COLUMBIA, SC — State NAACP leader Lonnie Randolph lost his bid Wednesday to have a special prosecutor appointed in his misdemeanor case.
City Judge Steedley Bogan made his ruling in city court after hearing arguments from Randolph’s attorney, Joe McCulloch, who wanted Bogan to disqualify assistant city prosecutor Dana Thye and replace her with an independent special prosecutor.
McCulloch in his court filing July 30 argued the city attorney’s office is “compromised by civil liability concerns, political influence and fear of bad publicity.” Those pressures, he wrote, were keeping the city’s prosecutors from dropping the July 12 charges.
“I don’t find sufficient reason here to remove the prosecutor,” Bogan said at the end of an 18-minute hearing in a city courtroom along Washington Street.
Bogan’s ruling clears the way for Randolph’s trial on charges of disorderly conduct, trespassing and resisting arrest to begin, possibly in September, Bogan said. McCulloch and the police officers involved have asked for a jury trial.

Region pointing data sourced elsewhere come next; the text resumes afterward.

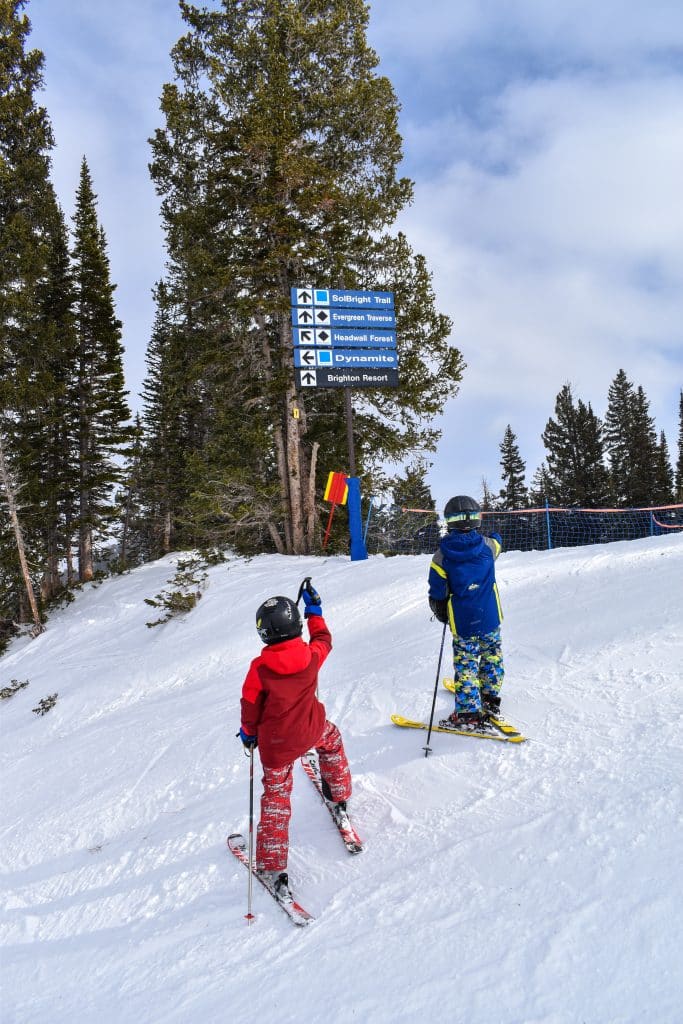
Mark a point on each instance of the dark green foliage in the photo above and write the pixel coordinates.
(183, 590)
(98, 392)
(45, 705)
(663, 493)
(679, 463)
(14, 686)
(577, 474)
(34, 320)
(514, 494)
(639, 465)
(276, 167)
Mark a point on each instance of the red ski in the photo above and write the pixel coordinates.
(296, 913)
(350, 838)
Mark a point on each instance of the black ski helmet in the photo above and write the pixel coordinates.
(279, 619)
(462, 513)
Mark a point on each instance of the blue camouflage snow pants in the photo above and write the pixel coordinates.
(478, 671)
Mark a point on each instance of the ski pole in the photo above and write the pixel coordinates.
(249, 914)
(428, 749)
(302, 587)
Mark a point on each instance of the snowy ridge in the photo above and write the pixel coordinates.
(500, 884)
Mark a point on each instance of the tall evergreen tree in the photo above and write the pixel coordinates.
(35, 340)
(679, 463)
(663, 493)
(514, 493)
(644, 454)
(541, 487)
(577, 473)
(619, 437)
(276, 167)
(487, 501)
(98, 394)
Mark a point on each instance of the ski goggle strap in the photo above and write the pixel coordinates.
(463, 516)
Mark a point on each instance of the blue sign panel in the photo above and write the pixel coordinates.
(344, 337)
(356, 357)
(341, 297)
(360, 317)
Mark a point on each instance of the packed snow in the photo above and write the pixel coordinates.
(501, 884)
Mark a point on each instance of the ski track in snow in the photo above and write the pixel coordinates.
(500, 885)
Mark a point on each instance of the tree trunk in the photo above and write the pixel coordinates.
(310, 500)
(13, 517)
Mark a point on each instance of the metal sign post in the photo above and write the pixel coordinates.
(345, 338)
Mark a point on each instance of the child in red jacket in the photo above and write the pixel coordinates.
(281, 713)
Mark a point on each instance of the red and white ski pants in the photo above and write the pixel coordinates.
(272, 835)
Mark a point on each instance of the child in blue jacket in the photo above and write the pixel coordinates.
(463, 593)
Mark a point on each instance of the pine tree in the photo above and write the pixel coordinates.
(487, 499)
(276, 167)
(35, 341)
(514, 493)
(577, 474)
(663, 493)
(98, 393)
(679, 464)
(619, 437)
(644, 456)
(541, 486)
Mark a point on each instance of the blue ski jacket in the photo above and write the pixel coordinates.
(462, 583)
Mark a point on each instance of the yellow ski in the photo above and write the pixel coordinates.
(409, 723)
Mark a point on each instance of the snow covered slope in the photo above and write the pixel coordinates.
(500, 885)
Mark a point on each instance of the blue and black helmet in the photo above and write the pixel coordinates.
(462, 513)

Randolph has said his admittedly erratic conduct at a Five Points dry cleaners July 12 was caused by a longstanding, delicate diabetic condition. His lawyer argues that because of that medical condition, the charges should be dropped.

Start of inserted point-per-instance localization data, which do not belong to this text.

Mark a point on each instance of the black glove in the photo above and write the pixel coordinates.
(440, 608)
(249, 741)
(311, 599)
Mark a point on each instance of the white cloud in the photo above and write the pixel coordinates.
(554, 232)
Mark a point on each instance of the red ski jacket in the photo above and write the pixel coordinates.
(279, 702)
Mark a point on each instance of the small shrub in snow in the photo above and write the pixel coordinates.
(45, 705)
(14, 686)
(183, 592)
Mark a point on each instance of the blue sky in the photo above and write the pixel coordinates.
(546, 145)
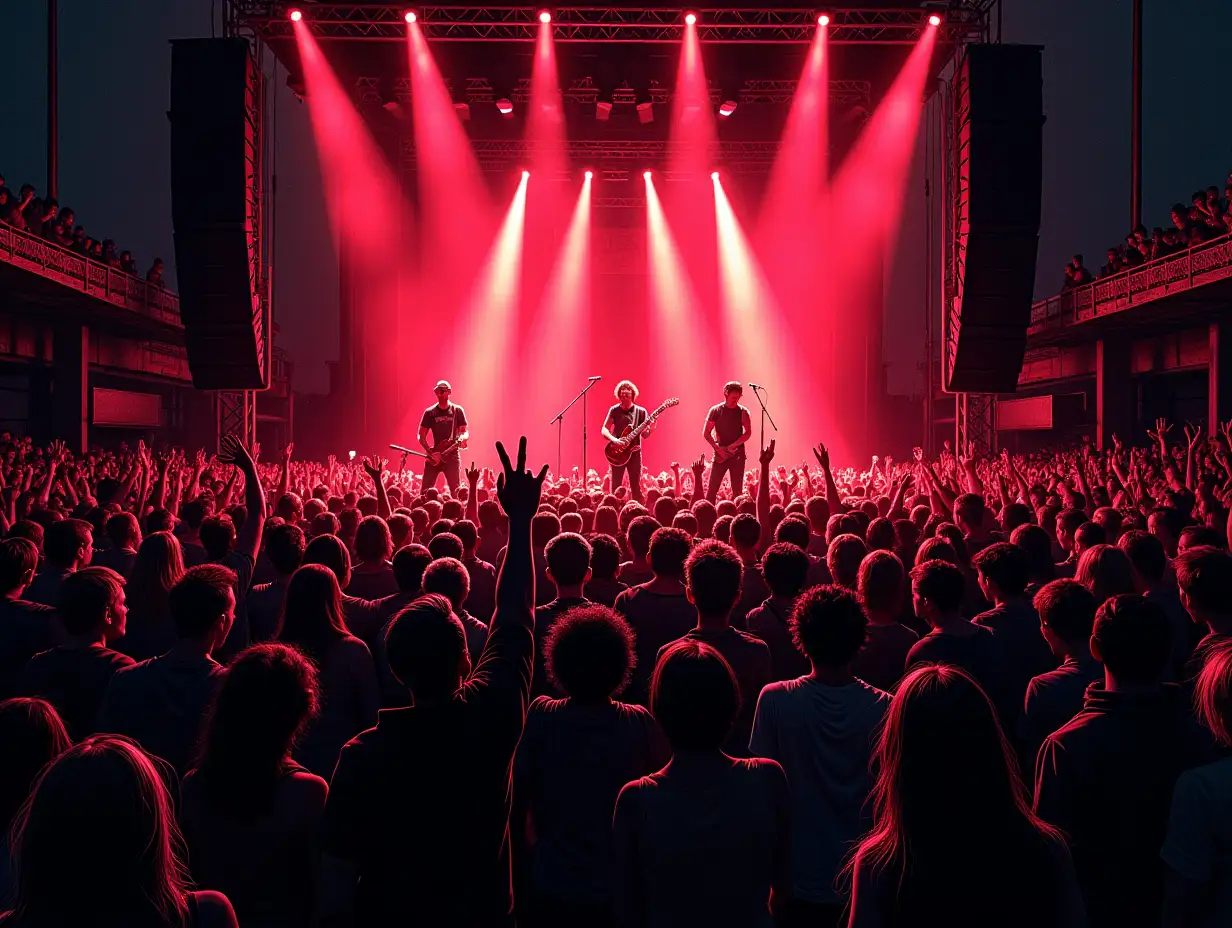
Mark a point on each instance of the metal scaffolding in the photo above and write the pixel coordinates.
(605, 24)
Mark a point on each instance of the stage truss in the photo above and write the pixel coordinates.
(269, 20)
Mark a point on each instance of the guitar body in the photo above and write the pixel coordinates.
(619, 455)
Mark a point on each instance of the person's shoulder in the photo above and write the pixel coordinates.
(213, 910)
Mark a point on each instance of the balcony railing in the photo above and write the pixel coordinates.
(1155, 280)
(89, 276)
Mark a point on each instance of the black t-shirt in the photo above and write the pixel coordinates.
(622, 418)
(728, 424)
(445, 423)
(73, 680)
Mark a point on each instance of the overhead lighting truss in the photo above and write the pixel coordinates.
(603, 24)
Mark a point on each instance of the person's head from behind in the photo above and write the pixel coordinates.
(785, 568)
(93, 604)
(694, 696)
(267, 695)
(589, 653)
(945, 769)
(1037, 545)
(99, 815)
(604, 557)
(845, 555)
(1204, 577)
(68, 544)
(408, 567)
(31, 735)
(1067, 615)
(285, 546)
(1131, 637)
(19, 562)
(123, 531)
(938, 590)
(202, 605)
(425, 645)
(1212, 693)
(330, 551)
(1105, 571)
(1003, 571)
(568, 561)
(449, 577)
(312, 611)
(881, 584)
(829, 626)
(372, 540)
(669, 550)
(713, 573)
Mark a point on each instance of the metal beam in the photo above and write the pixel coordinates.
(604, 24)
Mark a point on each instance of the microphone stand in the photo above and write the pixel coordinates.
(558, 420)
(765, 414)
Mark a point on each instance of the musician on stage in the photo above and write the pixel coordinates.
(727, 428)
(446, 423)
(626, 414)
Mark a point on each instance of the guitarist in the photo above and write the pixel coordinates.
(727, 428)
(446, 423)
(627, 415)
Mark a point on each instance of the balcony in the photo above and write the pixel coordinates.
(1187, 286)
(27, 263)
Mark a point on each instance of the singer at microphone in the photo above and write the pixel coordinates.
(728, 425)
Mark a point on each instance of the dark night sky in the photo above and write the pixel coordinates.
(115, 173)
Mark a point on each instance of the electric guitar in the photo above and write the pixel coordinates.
(619, 452)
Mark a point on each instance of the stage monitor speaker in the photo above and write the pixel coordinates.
(998, 112)
(216, 175)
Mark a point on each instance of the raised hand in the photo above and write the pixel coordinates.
(518, 489)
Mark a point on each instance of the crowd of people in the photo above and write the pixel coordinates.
(964, 690)
(44, 217)
(1207, 217)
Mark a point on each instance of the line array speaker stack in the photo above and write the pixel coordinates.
(998, 111)
(216, 176)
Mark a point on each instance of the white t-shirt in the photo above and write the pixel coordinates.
(1199, 843)
(823, 736)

City prosecutor Thye, in her court statements, said the city is still investigating the case and appeared to leave open the possibility the city could ask a judge to drop the charges. But she also said the city continues to move forward with the case.

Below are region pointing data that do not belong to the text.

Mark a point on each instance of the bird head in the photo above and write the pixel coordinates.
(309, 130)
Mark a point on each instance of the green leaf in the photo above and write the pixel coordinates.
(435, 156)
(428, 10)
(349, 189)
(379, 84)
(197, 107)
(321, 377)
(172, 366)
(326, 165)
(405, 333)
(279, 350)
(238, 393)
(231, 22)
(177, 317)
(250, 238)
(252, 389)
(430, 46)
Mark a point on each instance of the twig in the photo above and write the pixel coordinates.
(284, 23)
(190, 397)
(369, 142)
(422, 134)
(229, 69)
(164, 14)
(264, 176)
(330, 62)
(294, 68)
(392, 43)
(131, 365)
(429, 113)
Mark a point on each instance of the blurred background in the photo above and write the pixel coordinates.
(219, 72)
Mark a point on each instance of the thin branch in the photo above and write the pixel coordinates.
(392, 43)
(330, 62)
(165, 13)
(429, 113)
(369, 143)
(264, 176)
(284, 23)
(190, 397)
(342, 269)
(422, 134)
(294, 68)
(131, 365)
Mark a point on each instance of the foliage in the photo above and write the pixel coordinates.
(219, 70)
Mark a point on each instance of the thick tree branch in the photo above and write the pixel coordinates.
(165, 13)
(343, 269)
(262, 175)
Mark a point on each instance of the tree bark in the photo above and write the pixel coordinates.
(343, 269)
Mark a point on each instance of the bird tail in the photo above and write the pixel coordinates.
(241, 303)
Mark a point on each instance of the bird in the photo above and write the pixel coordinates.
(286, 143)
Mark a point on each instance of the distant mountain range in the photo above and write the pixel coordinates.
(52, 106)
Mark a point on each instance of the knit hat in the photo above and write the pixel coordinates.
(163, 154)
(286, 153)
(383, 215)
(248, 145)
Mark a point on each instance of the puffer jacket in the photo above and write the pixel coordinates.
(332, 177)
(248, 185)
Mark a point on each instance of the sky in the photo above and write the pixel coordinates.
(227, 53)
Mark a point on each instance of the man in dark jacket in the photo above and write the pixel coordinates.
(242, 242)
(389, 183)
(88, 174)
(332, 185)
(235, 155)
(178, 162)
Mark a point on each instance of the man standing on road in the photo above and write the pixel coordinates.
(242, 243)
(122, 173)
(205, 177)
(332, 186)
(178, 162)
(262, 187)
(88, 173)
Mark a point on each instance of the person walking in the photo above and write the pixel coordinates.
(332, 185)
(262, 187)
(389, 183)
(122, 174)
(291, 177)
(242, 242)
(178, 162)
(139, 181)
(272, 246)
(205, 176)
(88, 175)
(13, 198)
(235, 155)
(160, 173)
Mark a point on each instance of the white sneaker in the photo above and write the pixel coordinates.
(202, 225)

Randolph has faced allegations of favored treatment after City Manager Teresa Wilson showed up at the scene after getting a call from interim Police Chief Ruben Santiago. Randolph was no longer there when Wilson arrived. He was ticketed at the scene and, after a scuffle with police who were trying to arrest him, was taken to the hospital, where he refused treatment.
At Wednesday’s hearing, McCulloch said one of the people who complained to police about Randolph at the dry cleaners is “related by marriage to a city police officer, and that causes me some concern about the ability of the city to be objective.”
However, McCulloch also acknowledged no evidence has been found to show city prosecutors – who, like the city police who arrested Randolph, are part of city government – can’t be impartial.
But, McCulloch said, the appearance of a potential conflict of interest should be enough for Bogan to disqualify city prosecutors, especially given the highly politicized nature of the case.
“This matter has taken on a public life of its own,” McCulloch said, referring to statements about it by Mayor Steve Benjamin and Wilson.
Opposing McCulloch, Thye said, “This case should be handled like any other, and that’s all this office is seeking to do.”
No evidence exists that city prosecutors can’t act fairly, she said. “There’s only speculation that we cannot do our job without somehow finding ourselves in hot water with our employer.”
The case has attracted widespread attention.
Bogan, a part-time magistrate who in private practice occasionally argues cases before the S.C. Supreme Court, said the case appears to be progressing at the same rate as similar cases in which a defendant has requested a jury trial.
Randolph was not present for the hearing. McCulloch said he was out of town.